To me, some kind of faith in something bigger than oneself is a vital thing. I don't think I could live without faith of some sort. And honestly, I don't think one's faith has to be in God for it to matter and be effective. A four year old child does not have faith in God, but he has unmeasurable; and, to him, incomprehensible faith in his mother. I think the same sort of thing is possible for adults. Those who do not believe in God, it seems to me, must have faith in someone they love or someone who is their colleague. Perhaps they even have faith in a relatively benign universe which provides us with life and time and talents to use in the pursuit of happiness and fulfillment. Again, I'd like to hear from those of you who are non-believers on this issue and who are willing to candidly discuss the values which guide your life choices.

Come Unto Me
Since I have often written that the United Methodist Church, the denomination to which I belong, is often a reconciling Church I am always happy to hear of reconciling churches around the country. There are many. The Lutheran Churches have been increasingly accepting of homosexuals. True, the stand has caused a split in the ranks of church members; but nevertheless a significant number of Lutherans now publicly welcome homosexuals to their churches. St. Mark's United Methodist Church in Atlanta is another reconciling church as is Bering United Methodist Church here in Houston. Bering UMC has built their web site to make it instantly clear that they support homosexual individuals, couples and families (http://www.beringumc.org/). I wish I could leave it at that. I can't.

The sad truth is the United Methodist Conference is still denying full faith and fellowship to gay and bisexual individuals. The Conference and most Churches are happy to have these people as members, but they will not allow them to openly serve as ministers or deacons. Often they are not allowed to work in lay positions within the life of the church.

The truth is many United Methodist laymen and laywomen are ahead of the Church's leadership in their realization that homosexual and bisexual people are children of God just like all other people.

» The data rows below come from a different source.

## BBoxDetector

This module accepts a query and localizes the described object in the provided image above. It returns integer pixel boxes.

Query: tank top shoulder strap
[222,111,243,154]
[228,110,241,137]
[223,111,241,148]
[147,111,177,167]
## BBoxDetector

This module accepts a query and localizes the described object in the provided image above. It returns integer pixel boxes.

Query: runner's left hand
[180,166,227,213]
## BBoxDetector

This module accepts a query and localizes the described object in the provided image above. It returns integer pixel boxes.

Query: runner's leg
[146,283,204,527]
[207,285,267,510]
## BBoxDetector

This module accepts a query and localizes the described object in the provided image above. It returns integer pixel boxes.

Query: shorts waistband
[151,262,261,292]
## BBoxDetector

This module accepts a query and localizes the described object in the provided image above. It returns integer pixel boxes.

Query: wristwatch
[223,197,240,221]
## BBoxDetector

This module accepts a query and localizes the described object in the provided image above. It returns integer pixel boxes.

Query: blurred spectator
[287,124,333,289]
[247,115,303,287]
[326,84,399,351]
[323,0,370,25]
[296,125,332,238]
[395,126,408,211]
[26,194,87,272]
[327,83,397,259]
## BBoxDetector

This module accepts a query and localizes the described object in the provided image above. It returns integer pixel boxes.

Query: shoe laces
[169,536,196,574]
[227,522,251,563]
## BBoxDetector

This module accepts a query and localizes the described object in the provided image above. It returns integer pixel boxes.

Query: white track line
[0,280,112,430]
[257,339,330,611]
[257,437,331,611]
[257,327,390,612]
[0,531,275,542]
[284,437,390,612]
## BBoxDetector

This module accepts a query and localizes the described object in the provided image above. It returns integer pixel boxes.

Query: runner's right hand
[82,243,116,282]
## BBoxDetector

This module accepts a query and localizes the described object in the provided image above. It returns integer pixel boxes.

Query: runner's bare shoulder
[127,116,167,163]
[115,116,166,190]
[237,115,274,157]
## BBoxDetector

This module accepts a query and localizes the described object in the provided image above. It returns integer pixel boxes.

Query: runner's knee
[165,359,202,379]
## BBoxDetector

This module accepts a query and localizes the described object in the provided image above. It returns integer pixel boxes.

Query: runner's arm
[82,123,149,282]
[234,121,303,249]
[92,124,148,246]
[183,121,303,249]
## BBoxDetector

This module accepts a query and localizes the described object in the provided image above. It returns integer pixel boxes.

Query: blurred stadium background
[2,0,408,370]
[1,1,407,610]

But the church is making progress. Recently the Houston Chronicle had an article within it that told of 200 United Methodist Ministers who have made the decision to civilly disobey Church authority and marry same sex partners who request such union. At the same time many individual United Methodist Churches are formally identifying themselves as reconciling churches in which homosexual and bisexual persons are welcome.

I think it important to acknowledge that gay men do not necessarily look for or want churches that espouse a gay gospel (Jesus was gay, some of the apostles and other figures of the Bible were gay). What they want instead is assurance God loves them and has a place for them in the life of churches who claim to preach the gospel of Christ.

This is the world for which I work and for which I look forward. I dream of and actually see in the not too distant future, a world in which being gay is no more of a "thing" than is being black or white or  hispanic. I see a world in the not too distant future in which each of us is accepted or rejected on his personal merits, not his sexuality or his race. I see in the not too distant future a world in which we have the freedom to agree or disagree with each other without anyone raising the issue of sexuality or race.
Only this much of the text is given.